When? Probably in May 2015.

Superintendent David Lewis and board chairman Rob Varner emphasized they haven't extensively discussed the issue, but they agreed such a funding mechanism has become a necessity, especially in a county where the school board hasn't raised property taxes for 17 straight years.

"To do neither means you shut down all capital improvements, which I think is a mistake," Varner said. "They're going to have to happen. It's just a matter of how you make them happen. … We can do bonds, but guess what? You still have to pay them back. So a SPLOST is the least distasteful way of asking the public to spend the money to improve the school district."

Lewis said it's too early to specify which projects another SPLOST would fund.

"First of all, we're looking at the age of the facilities we have now," he said. "We are assessing that."

The average age of the district's school buildings is 43 years.

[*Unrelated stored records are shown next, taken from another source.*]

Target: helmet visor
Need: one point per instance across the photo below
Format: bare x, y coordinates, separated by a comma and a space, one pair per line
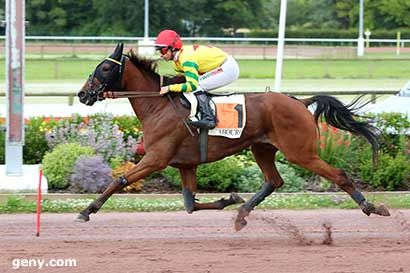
162, 49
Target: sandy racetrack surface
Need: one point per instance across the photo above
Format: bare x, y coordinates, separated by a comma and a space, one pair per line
274, 241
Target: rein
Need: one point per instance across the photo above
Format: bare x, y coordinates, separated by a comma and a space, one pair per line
129, 94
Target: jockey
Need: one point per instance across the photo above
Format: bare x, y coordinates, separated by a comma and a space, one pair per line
205, 68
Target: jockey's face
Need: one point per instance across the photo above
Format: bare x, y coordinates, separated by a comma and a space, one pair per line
168, 55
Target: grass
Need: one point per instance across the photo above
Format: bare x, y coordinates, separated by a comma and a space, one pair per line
79, 69
148, 203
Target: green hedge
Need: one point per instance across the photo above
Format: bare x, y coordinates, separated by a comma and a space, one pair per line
331, 33
241, 173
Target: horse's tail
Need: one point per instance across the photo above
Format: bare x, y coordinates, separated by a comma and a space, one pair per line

Regardless of the project list, Lewis is certain he wouldn't want the referendum to be on Election Day in November.

"It's about timing," he said.

Asked to explain further, Lewis said, "We aren't finishing our collection of revenue until December, and as much as I would like to have that in place, we just need to talk more about it. From my study of the issue, and I'm still learning, but … I think it would be more advantageous at a later date, to see how everything plays out."

Asked when he would like such a referendum to be conducted, he said, "Probably the following May."

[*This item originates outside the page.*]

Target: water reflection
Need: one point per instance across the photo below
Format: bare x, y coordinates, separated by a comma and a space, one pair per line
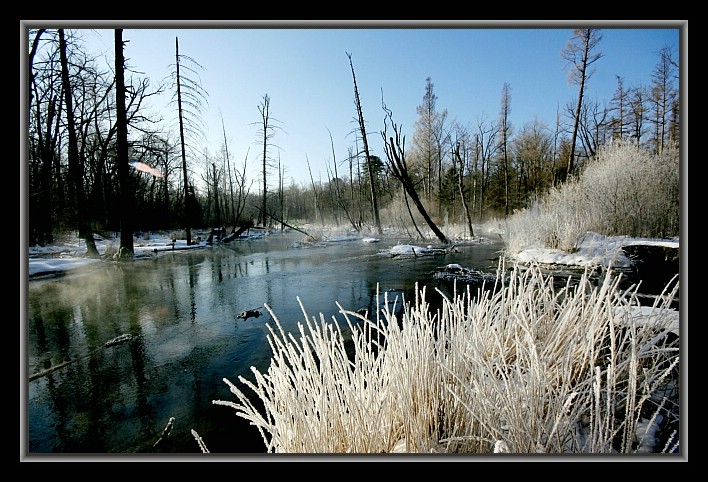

So the superintendent acknowledged he would be willing to have a gap in tax revenue to have a better chance of the referendum passing after his reorganization of the administration and the budget cuts of an estimated $10 million to $11 million for next fiscal year, which starts July 1.

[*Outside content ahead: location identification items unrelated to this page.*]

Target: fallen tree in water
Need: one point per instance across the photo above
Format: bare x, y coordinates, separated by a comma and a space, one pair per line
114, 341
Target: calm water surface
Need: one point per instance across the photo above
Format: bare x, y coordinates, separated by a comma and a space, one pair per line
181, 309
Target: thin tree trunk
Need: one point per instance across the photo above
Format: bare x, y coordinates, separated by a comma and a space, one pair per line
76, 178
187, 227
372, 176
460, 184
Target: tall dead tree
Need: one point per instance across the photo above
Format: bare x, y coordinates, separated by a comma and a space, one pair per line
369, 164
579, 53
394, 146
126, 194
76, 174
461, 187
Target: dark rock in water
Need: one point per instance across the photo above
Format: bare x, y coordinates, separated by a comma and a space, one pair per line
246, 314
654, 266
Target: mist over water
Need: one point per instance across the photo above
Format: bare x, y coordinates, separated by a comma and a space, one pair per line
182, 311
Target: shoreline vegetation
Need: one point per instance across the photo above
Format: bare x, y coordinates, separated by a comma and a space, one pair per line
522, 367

Varner was asked whether he agrees with Lewis' strategy to let the SPLOST expire in favor of more time to plan and campaign for a referendum.

"We would have to hear what the superintendent's recommendation is," Varner said. "Assuming it would be a reasonable recommendation, I assume the board would go along with it."

The school board is 3-for-3 on convincing voters to approve its SPLOST referendums:

• In 1997, 79 percent of the voters passed the SPLOST to fund projects totaling $188 million, including a new high school (Northside), new air conditioners and maintenance for school buildings. But a struggling economy meant the district collected only $140 million in that five-year period. And that meant two new schools (North Columbus Elementary and Veterans Memorial Middle) were deferred until the SPLOST passed in 2003.

• In 2003, in the wake of those broken promises, the referendum for $148 million in projects barely passed - by 280 votes (11,538 to 11,258). Among the projects were a new Rigdon Road Elementary School, a new school (Eagle Ridge Academy) and a new Mildred L. Terry Public Library. Money also was set aside for a new headquarters building, which became controversial when the project expanded from the original $12.6 million to about $30 million, and about $1 million in seed money for an arts academy, which still is in the planning stages.

• In 2009, voters approved the current SPLOST by 57 percent (8,116) to 43 percent (6,065) to fund a $223,155,784 list of projects, including a new Carver High School, a new middle school (Aaron Cohn) and the Dorothy Height Elementary under construction. But the sluggish recovery from the Great Recession has produced a shortfall expected to be as much as $40 million. As a result, in November 2012, the board approved interim superintendent John Phillips' recommendation to eliminate $17,756,250 worth of SPLOST projects and to defer $19,568,977 more.